Because of the simplicity of Gini coefficients, we extended this analysis using the concept of KL divergence. In computational science, KL divergence is an important measure of comparisons between probability distributions. We thus calculated the KL divergence for different temperatures in reference to a uniform distribution of rotamer probabilities, so as to corroborate possible energy dissipation in rotamers (Fig 5D, 5E and 5F). Because of the uniform distribution reference, reduced KL divergence values indicate a more uniform distribution.

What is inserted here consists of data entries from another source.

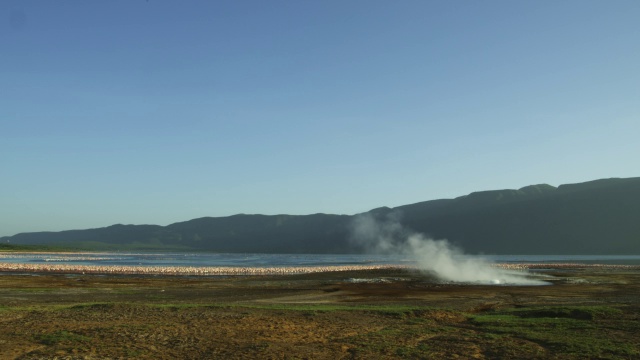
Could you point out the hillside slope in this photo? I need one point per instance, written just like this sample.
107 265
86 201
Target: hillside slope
596 217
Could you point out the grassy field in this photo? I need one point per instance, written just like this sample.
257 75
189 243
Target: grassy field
383 315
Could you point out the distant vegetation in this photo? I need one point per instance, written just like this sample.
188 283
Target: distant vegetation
596 217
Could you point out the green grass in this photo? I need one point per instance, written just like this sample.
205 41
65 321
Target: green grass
579 331
61 337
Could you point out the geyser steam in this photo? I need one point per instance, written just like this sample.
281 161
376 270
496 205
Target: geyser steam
434 256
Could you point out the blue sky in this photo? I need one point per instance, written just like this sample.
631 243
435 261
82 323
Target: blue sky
153 112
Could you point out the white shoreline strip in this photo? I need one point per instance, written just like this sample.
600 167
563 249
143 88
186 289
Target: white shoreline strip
253 271
184 270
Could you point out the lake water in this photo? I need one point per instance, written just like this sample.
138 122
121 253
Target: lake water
280 260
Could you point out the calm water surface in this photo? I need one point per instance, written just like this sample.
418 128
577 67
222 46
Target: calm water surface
282 260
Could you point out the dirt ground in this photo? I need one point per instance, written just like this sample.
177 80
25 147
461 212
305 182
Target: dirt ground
342 315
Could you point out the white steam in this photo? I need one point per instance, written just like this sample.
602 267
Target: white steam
437 257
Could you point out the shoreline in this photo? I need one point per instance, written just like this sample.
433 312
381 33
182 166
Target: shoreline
261 271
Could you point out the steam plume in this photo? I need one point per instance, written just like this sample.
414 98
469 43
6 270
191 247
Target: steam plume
437 257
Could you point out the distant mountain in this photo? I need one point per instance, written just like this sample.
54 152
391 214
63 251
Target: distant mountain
596 217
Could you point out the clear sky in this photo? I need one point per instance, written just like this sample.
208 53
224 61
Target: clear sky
153 112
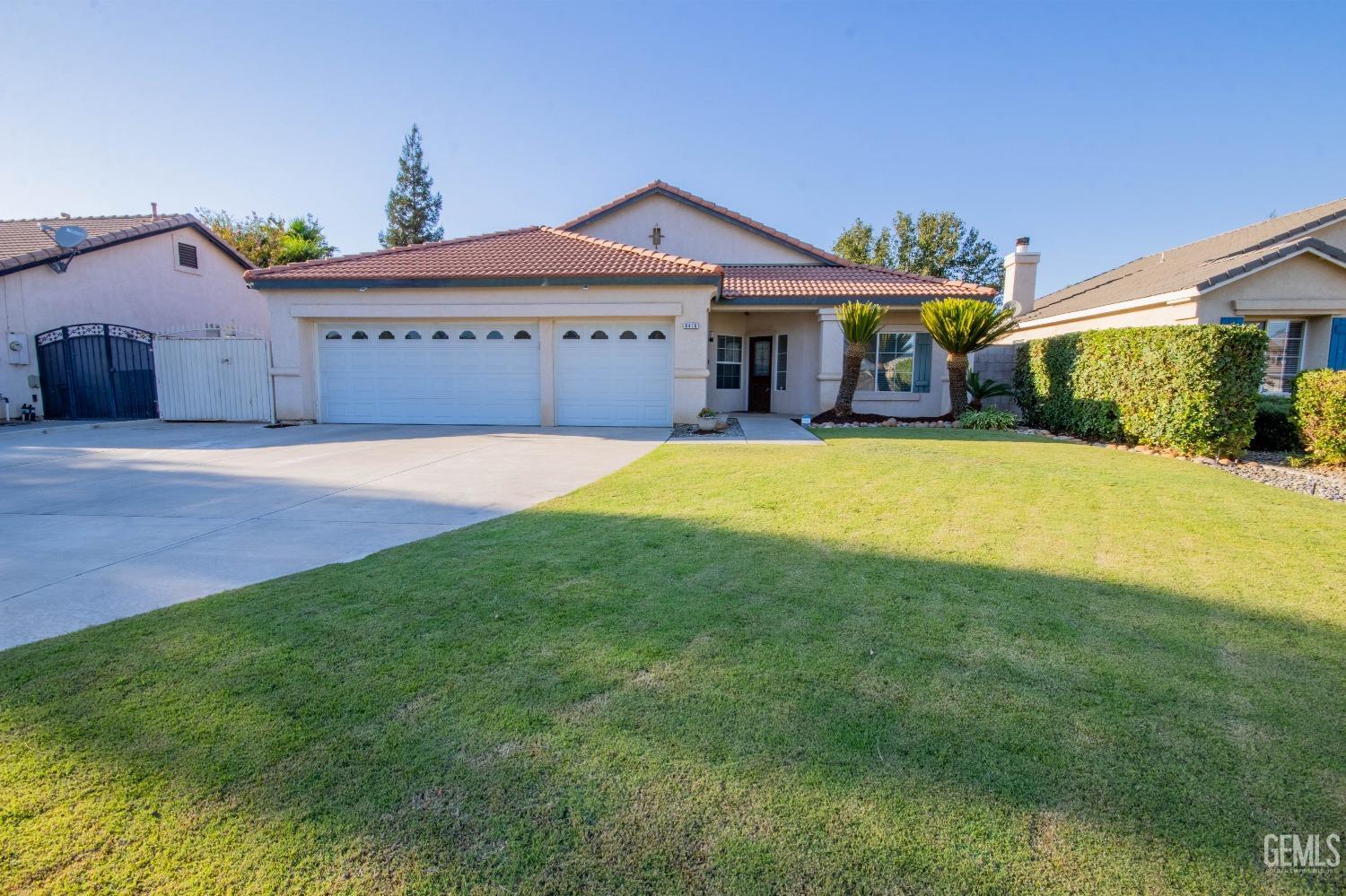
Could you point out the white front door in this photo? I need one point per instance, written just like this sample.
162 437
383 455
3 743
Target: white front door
614 374
430 373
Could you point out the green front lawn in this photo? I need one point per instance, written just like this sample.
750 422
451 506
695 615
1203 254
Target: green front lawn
910 661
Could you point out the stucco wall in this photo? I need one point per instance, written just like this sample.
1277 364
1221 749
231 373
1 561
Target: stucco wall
815 365
298 314
1155 317
136 284
691 233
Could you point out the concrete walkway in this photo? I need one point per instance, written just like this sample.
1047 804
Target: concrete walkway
777 430
109 522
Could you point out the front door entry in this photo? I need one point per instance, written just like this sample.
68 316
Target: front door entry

As expected, in TtMTHFD most residues show a reduction in both KL divergence and Gini coefficients upon transition from 303 K to 363 K (Fig 5C and 5F). Interestingly, in these figures, the more thermo stable TtMTHFD shows a slightly more uniform distributed peaks with lower intensities, both for the Gini coefficients and KL divergence values. In addition, several charged residues and hydrophobic residues appear to have especially reduced Gini coefficients and KL divergences. This is particularly striking for the KL divergencies of TtMTHFD, where most significant peaks are from charged residues (Fig 5F). Thus, the rotamer analysis confirms the hypothesis that temperature resistant proteins have more charged large amino acids like arginine and lysins on their solvent exposed surface possibly because these residues act like heat energy dissipators. To corroborate the validity of Gini and KL analysis, average Gini and KL values were plotted against the temperature (Fig 5G and 5H, respectively). As can be seen, both average Gini and KL values are reduced with higher temperatures, corroborating their validity.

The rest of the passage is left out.